El parque Nacional Picos de Europa es un parque nacional de 64455 hectáreas situado en la cordillera Cantábrica en las provincias de Asturias (27027 ha), León (15381 ha), y Cantabria (15381 ha). Representa los ecosistemas ligados al bosque atlántico e incluye la mayor formación caliza de la Europa Atlántica. En la actualidad el Parque Nacional de los Picos de Europa constituye el segundo parque nacional más visitado de España, después del Parque Nacional del Teide (Tenerife). El territorio pertenece a los municipios asturianos de Amueva, Cabrales, Cangas de Onís, Peñamellera Alta y Peñamellera Baja. La presencia de calzadas romanas, Reales Cañadas de ovejas trashumantes, viejos caminos carreteros de mercantes o secretas veredas por los que maquis y guerrilleros camparon años atrás, aumentan las posibilidades para que el senderista disfrute de los secretos del Parque Nacional.
Un camino a Covadonga
El camino, que no era más que un sendero de mulas, se elevaba bastantes miles de pies, zigzagueando hacia arriba a través de un inmenso barranco, que de hecho estaba intacto y a salvo de inmensas rocas salientes y cavernas donde mineros emprendedores habían dejado rastro de su osada subida al pico más alto. Con nuestro ánimo reconfortado y disfrutando de buen tiempo, el primer ascenso fue rápido, y tan rápidamente y a tanta altura subíamos que durante mucho tiempo pudimos ver a lo lejos la casa de nuestro amigo.

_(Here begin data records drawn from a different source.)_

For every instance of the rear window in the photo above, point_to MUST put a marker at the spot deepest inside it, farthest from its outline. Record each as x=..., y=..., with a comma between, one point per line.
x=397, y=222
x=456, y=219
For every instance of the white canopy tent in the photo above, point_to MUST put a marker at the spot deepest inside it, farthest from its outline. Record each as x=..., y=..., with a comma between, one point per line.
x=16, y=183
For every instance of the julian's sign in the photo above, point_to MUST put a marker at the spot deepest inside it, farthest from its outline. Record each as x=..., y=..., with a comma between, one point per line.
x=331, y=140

Al fin alcanzamos la nieve, que con el sol se estaba derritiendo y dejando húmedo y resbaladizo el suelo, tan desagradable para los caminantes. A medida que el camino iba siendo gradualmente cubierto por la nieve, podíamos orientarnos mediante las indicaciones y nuestra experiencia de montañeros. Llevando siempre la iniciativa, ya que mi amigo estaba menos acostumbrado que yo a la nieve, yo marchaba delante y hacia arriba cuando,al echar un vistazo, me di cuenta con horror de que había perdido su alta figura, pero al cabo de un instante escuché un grito de socorro, y mirando en todas direcciones, al final descubrí una bota en el aire: mi amigo había caído en una cavidad cubierta de nieve en polvo. Le grité que permaneciera quieto, salté hacia abajo y tomando una posición más baja de donde él había caído y a costa de denodados esfuerzos, lo saqué, más asustado afortunadamente que herido, aunque a juzgar por la oscuridad, la cavidad era probablemente muy profunda y él quedó cabeza abajo y colgando de las piernas. Más tarde, ya riéndonos del percance, continuamos la marcha con más prudencia que antes hasta que, de pronto, encontrándonos frente a un enorme y singular precipicio bajo las rocas,un eco me golpeó.

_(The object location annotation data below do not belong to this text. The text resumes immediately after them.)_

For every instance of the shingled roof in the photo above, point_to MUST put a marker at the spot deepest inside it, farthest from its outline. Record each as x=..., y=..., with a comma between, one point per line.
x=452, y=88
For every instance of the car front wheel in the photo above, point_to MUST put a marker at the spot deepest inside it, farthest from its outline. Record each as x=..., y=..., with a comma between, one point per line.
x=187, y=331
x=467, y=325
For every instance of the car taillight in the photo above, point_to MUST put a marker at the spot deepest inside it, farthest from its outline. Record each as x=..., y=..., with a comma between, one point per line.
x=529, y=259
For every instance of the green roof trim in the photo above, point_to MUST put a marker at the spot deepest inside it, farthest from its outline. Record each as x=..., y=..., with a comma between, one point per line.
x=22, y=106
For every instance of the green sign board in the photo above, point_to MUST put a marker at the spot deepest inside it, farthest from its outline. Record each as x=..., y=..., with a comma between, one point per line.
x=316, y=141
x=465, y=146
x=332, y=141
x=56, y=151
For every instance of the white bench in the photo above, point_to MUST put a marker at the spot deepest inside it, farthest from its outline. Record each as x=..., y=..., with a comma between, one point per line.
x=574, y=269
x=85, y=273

La nieve estaba blanda y resbaladiza ; todo eran rocas aglomeradas, ahora invisibles, y nosotros procedimos, guiándonos solamente por el instinto de montañeros. De pronto oí a mi amigo decir: “Mira esas pisadas en la nieve”. Allí estaban, bien marcadas y recién pisadas,las huellas del paso de un oso, probablemente de una familia de tres -padre, madre e hijo- en su paseo de invierno. De todas maneras no avistamos tales osos, pero desde aquel momento me arrepentí de no llevar conmigo una pistola, un revólver u otra arma, y pensé con preocupación en las raciones de carne de vaca que portábamos para nuestra supervivencia, y en la probabilidad de que algún lobo hambriento las localizara a través del olfato. Apenas habían pasado por mi mente estos pensamientos cuando, unas cien yardas por encima de nosotros, en un largo camino cubierto por la nieve que al principio estaba oculto por una roca perpendicular, una tropa compuesta por unos quince corpulentos lobos marchaba en fila delante de nosotros. Doce meses antes había leído en el Daily Telegaph una curiosa y sensacional historia de los Picos de Europa, algo así: “En un pequeño y aislado pueblo de uno de los valles menos conocidos de las regiones más altas, por Nochebuena, se oficiaba la misa en una pequeña iglesia parroquial, y el pueblo se hallaba medio enterrado en la nieve. Apenas iniciado el servicio litúrgico, una manada de lobos atacó por sorpresa al templo y sus ocupantes, y los animales entablaron una fiera pelea con los fieles aterrorizados….. Nadie supo del lugar hacia donde escapó el sacerdote, pero el sacristán, haciendo alarde de muy buenos reflejos, subió rápidamente al púlpito y comenzó a ladrar como un perro: los lobos huyeron atemorizados y las cosas se calmaron”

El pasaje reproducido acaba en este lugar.